Tuesday 16 November 2021

Northern Voices: Manchester Collective's commissioning scheme to provide a platform for bold and underrepresented voices

Northern Voices artists CourtsWrites, CURRENTMOODGIRL, and Chris Alton with collaborator Emily Simpson. Photography: Brandina Chisambo
Northern Voices artists CourtsWrites, CURRENTMOODGIRL, and Chris Alton with collaborator Emily Simpson. Photography: Brandina Chisambo

Manchester Collective's Northern Voices is a commissioning scheme (launched in Spring 2021) to provide a platform for 'bold and underrepresented' voices in Manchester Collective’s home region, with the intention of making new work that explored the connection between music and other art forms. The first fruits of the programme are now available.

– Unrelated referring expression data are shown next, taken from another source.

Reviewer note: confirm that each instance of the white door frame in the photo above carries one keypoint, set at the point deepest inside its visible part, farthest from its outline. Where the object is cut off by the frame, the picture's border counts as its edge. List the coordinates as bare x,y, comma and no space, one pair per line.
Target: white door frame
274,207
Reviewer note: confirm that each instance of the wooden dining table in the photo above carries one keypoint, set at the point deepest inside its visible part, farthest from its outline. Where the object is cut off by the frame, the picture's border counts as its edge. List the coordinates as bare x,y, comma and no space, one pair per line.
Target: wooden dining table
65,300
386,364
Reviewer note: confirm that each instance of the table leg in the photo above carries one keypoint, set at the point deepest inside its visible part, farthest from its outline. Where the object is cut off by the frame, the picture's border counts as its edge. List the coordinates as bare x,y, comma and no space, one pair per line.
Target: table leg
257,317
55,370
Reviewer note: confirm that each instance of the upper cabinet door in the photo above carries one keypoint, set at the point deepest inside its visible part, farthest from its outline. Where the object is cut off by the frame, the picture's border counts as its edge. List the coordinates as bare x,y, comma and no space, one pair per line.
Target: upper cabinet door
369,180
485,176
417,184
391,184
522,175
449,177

Musician and producer CURRENTMOODGIRL, artist and curator Chris Alton, and writer and director CourtsWrites, all based in Greater Manchester, have created new works that span film, music and visual art, and explore topics such as grief, creative blocks and female empowerment. 

CURRENTMOODGIRL has created a new track, Skin Stretch, for voice and electronics, using manipulated audio samples from a Manchester Collective recording of Schoenberg’s Transfigured Night. Chris Alton has created a collaborative artwork, Words to Grieve, Part #1,  with Emily Simpson which explores bereavement, grief and language. In Blink, CourtsWrites interweaves film, spoken word and photography to explore the turbulent journey creators experience when faced with a blank sheet of paper, set to a Manchester Collective recording of Philip Glass’ String Quartet No. 2

The three works are available to view on the group's website, and the artistic commissions will also be showcased at a live event at 7.30pm on Friday 10 December at The White Hotel in Salford, prior to the group's Heavy Metal show. 

A parallel strand in the Northern Voices (with Salt Magazine) has seen commissions from authors from a diverse range of backgrounds to present new critical writing on art in the North, and the first fruits of this are available on Salt Magazine's website.